Penjelasan tersebut menunjukkan bahwa lembaga syuriah yang dipimpin Rais ’Am sebenarnya secara struktural sangat superior yang seharusnya bisa mengatasi tanfidziyah (eksekutif). Sejak NU dilahirkan, paradigma kepemimpinan demikianlah yang digunakan.
Ibaratnya, Rais ’Am adalah kiai pesantren sebagai pemilik utama, sedangkan Ketua Umum Tanfidziyah adalah lurah (kepala santri) pesantren. Dengan demikian, hubungan Rais ’Am dan Ketua Umum Tanfidziyah adalah hubungan antara kiai dan lurah pesantren.
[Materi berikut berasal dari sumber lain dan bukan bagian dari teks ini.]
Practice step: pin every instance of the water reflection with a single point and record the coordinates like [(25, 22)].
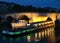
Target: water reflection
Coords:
[(46, 35)]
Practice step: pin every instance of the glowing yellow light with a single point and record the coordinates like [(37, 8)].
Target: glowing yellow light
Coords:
[(39, 19)]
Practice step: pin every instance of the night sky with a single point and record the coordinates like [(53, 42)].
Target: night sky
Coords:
[(37, 3)]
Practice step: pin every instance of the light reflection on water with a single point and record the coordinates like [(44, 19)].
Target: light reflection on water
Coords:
[(47, 33)]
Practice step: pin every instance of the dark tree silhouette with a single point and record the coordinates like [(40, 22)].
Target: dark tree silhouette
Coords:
[(23, 17), (9, 19)]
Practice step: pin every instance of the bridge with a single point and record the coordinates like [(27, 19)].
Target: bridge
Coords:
[(34, 16)]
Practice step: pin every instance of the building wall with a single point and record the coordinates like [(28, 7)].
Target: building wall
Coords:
[(34, 16)]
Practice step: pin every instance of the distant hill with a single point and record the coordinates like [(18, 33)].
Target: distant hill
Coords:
[(6, 7)]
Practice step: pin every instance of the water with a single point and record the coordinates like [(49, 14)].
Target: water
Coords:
[(46, 36)]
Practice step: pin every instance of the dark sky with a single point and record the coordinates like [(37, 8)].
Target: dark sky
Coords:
[(37, 3)]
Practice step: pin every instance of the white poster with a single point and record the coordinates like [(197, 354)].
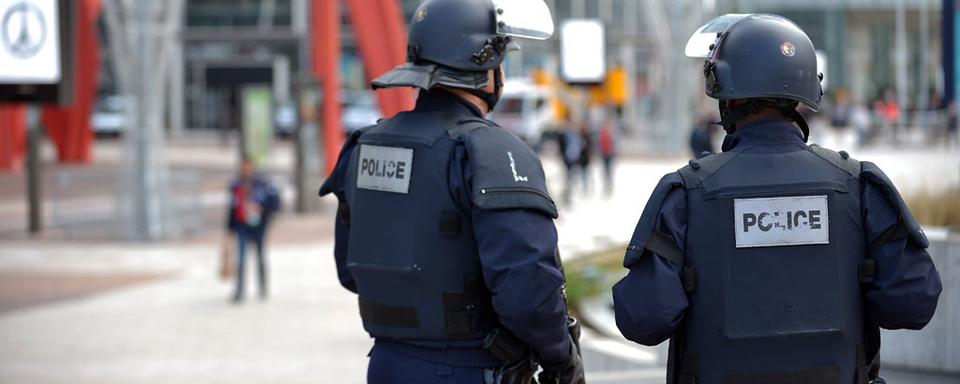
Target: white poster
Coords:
[(583, 51), (29, 42)]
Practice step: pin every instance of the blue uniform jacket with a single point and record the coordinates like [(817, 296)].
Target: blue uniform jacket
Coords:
[(650, 300), (517, 250)]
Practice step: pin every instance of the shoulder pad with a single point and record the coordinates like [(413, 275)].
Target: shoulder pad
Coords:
[(506, 172), (334, 181), (701, 169), (840, 159), (645, 227), (872, 174)]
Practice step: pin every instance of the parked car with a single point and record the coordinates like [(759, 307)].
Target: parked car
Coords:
[(360, 110), (109, 118), (285, 119), (525, 110)]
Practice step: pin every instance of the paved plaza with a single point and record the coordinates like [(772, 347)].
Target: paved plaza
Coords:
[(79, 311)]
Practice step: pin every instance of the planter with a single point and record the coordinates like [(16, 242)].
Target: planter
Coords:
[(936, 347)]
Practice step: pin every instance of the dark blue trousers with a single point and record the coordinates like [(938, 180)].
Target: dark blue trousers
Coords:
[(245, 235), (390, 367)]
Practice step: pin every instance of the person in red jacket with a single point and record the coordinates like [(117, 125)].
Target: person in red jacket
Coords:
[(253, 201)]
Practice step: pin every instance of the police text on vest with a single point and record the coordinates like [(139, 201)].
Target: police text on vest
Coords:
[(781, 221), (385, 169)]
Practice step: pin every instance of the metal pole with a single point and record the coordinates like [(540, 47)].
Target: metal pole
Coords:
[(34, 177), (923, 87), (901, 61), (947, 38), (579, 10)]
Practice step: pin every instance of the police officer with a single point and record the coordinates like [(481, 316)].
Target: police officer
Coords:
[(773, 261), (445, 227)]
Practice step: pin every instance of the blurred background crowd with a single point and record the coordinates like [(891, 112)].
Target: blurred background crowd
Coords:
[(113, 199)]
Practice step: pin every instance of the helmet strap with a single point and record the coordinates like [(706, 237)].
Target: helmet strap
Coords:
[(729, 116), (802, 123), (490, 98)]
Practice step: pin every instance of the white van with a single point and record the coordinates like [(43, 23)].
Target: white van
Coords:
[(525, 110)]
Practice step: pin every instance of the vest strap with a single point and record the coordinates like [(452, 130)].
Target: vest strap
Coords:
[(822, 375), (840, 160), (868, 267), (390, 316), (898, 231), (699, 170), (465, 313), (662, 244)]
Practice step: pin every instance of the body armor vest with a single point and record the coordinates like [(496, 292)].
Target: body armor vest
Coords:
[(411, 247), (775, 242)]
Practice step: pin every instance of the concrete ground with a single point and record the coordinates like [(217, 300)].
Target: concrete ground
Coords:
[(91, 311)]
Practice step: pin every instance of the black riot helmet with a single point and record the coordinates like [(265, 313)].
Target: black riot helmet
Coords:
[(764, 59), (455, 42)]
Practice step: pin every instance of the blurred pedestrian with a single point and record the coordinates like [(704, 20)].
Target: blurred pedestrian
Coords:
[(953, 139), (571, 149), (608, 151), (253, 201), (586, 157), (445, 226), (861, 121), (774, 261)]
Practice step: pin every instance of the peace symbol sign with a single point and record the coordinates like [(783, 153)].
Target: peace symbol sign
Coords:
[(23, 30)]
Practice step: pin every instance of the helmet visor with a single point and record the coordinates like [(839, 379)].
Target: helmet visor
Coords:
[(699, 44), (530, 19)]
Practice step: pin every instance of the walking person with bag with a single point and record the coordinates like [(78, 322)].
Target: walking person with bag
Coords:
[(253, 201)]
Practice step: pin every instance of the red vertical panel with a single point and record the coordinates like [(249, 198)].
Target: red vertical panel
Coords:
[(69, 126), (381, 35), (326, 66), (13, 121)]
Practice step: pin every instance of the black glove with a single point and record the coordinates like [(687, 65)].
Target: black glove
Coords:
[(570, 372)]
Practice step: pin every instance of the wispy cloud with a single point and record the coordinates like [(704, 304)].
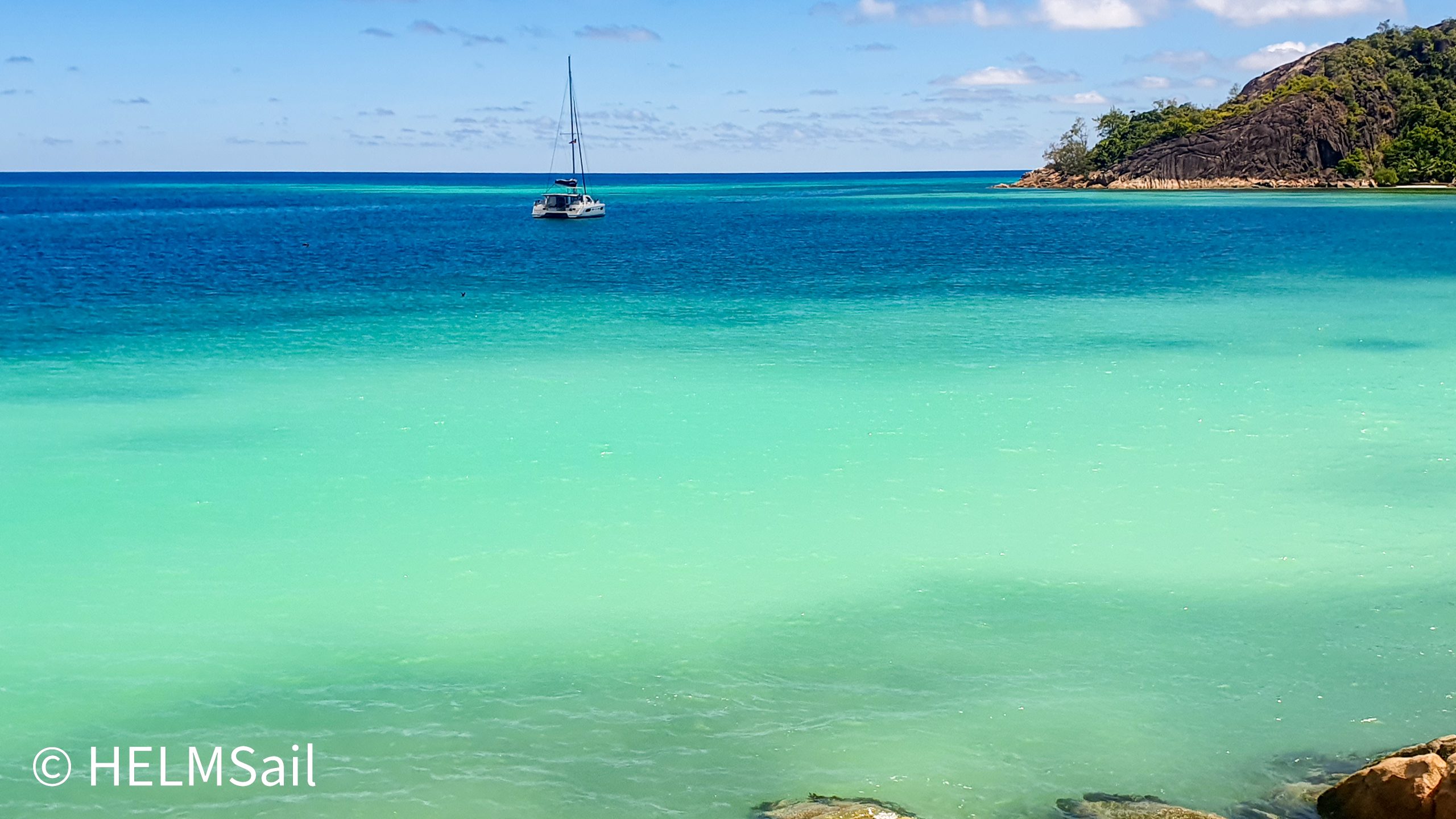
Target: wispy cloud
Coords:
[(974, 12), (1257, 12), (1093, 14), (1177, 60), (621, 34), (1158, 82), (1083, 98), (478, 38), (1001, 76), (1276, 55)]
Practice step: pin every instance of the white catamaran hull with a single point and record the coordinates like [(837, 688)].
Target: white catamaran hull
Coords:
[(593, 210)]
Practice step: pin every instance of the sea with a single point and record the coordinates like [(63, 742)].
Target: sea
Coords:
[(896, 486)]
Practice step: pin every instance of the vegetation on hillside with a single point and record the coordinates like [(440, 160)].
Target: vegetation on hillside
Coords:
[(1407, 75)]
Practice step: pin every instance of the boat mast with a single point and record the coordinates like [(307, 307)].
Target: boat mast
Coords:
[(576, 130)]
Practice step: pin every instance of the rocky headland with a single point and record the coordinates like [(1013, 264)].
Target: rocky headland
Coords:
[(1411, 783), (1363, 113)]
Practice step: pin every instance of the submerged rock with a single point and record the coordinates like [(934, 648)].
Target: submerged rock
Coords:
[(1413, 783), (1122, 806), (830, 808), (1293, 800)]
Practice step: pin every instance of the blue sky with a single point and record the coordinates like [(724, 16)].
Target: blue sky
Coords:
[(664, 85)]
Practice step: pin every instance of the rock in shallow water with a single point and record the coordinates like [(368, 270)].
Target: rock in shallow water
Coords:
[(830, 808), (1120, 806), (1411, 784)]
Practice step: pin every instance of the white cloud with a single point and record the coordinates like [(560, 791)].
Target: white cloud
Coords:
[(1180, 60), (621, 34), (1091, 14), (998, 76), (1276, 55), (1083, 98), (1256, 12), (918, 14), (969, 12), (875, 9)]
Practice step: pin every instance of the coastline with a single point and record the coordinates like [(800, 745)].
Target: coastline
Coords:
[(1053, 180)]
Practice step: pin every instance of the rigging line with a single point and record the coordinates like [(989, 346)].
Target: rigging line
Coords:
[(557, 139), (571, 92), (581, 149)]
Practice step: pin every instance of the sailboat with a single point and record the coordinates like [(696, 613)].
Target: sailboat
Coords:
[(568, 197)]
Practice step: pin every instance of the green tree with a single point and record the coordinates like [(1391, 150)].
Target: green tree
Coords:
[(1069, 155)]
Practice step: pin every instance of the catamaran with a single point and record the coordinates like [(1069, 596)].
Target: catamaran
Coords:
[(568, 197)]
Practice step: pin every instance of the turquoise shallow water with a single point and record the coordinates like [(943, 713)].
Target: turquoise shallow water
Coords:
[(868, 484)]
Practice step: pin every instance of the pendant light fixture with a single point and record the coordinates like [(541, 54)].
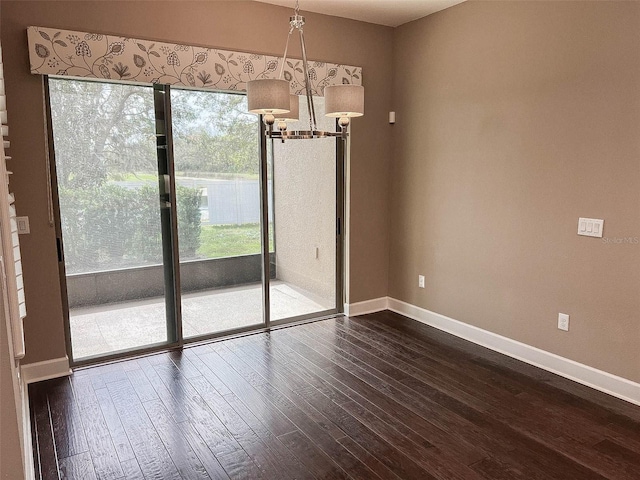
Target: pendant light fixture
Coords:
[(271, 97)]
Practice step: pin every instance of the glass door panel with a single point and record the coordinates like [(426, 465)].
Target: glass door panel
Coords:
[(303, 221), (108, 191), (218, 200)]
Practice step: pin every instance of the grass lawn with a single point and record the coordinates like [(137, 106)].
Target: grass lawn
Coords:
[(229, 240)]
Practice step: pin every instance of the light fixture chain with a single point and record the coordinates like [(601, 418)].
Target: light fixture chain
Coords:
[(307, 84), (286, 49)]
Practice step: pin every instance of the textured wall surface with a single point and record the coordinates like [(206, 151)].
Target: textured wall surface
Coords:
[(305, 209), (238, 25), (515, 119)]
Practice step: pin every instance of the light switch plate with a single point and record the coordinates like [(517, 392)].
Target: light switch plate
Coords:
[(23, 225), (563, 322), (590, 227)]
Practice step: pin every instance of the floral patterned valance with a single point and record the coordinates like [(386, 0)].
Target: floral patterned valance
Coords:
[(53, 51)]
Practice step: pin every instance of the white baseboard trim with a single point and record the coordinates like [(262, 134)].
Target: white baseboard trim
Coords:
[(368, 306), (591, 377), (27, 446), (54, 368)]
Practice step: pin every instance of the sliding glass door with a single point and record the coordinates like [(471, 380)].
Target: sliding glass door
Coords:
[(217, 163), (110, 215), (303, 221), (177, 223)]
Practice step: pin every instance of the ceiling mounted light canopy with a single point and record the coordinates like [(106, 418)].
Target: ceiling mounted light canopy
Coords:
[(271, 98)]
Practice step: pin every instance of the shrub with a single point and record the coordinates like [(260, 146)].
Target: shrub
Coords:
[(110, 226)]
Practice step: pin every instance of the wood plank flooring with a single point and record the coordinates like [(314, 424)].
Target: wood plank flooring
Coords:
[(372, 397)]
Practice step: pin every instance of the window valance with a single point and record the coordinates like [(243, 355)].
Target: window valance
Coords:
[(53, 51)]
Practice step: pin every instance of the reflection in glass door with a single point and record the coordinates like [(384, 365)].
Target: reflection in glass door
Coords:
[(172, 209), (218, 198), (108, 192), (303, 220)]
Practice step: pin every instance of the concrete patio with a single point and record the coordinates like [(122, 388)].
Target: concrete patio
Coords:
[(105, 329)]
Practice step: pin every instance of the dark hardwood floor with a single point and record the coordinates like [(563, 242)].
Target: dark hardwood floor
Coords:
[(379, 396)]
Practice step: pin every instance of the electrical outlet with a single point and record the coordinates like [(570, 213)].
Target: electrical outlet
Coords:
[(563, 322)]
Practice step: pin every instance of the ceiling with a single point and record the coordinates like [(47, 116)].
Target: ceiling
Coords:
[(383, 12)]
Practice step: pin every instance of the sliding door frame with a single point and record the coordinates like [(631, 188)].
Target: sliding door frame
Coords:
[(169, 225)]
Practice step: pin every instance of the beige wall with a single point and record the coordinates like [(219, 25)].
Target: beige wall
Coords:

Kiai bertugas mengajar dan memberi bimbingan moral spiritual kepada santri, sedangkan lurah pesantren bertugas mengatur hal-hal teknis menyangkut kebersihan pesantren, menegakkan tata tertib yang dibuat kiai, mengatur kegiatan-kegiatan santri, dan seterusnya.
Pertanyaannya, apakah model kepemimpinan seperti ini masih cocok atau tidak? Menurut hemat penulis, model kepemimpinan demikian masih cocok, bahkan inilah yang menjadi ciri khas NU. Lembaga syuriah yang dipimpin Rais ’Am sebagai simbol keulamaan tertinggi NU masih relevan dipertahankan. Tentu yang dimaksud di sini bukan untuk melegitimasi kesewenang-wenangan, tetapi memastikan tanfidziyah tidak menyimpang dari prinsip-prinsip organisasi, termasuk menjaga Khittah 1926.
Namun, dalam Muktamar ke-32, model kepemimpinan demikian tampaknya hendak diubah. Hal ini tampak dalam draf perubahan AD yang tidak ada lagi istilah kepemimpinan tertinggi bagi syuriah. Dalam Bab VI Pasal 15 draf perubahan AD disebutkan ”syuriyah adalah unsur kepengurusan yang dipimpin oleh Rais ’Am di tingkat nasional dan Rais di tingkatan bawahnya”. Penghilangan kata ”tertinggi” dalam draf bisa dimaknai sebagai upaya untuk ”membonsai” syuriah.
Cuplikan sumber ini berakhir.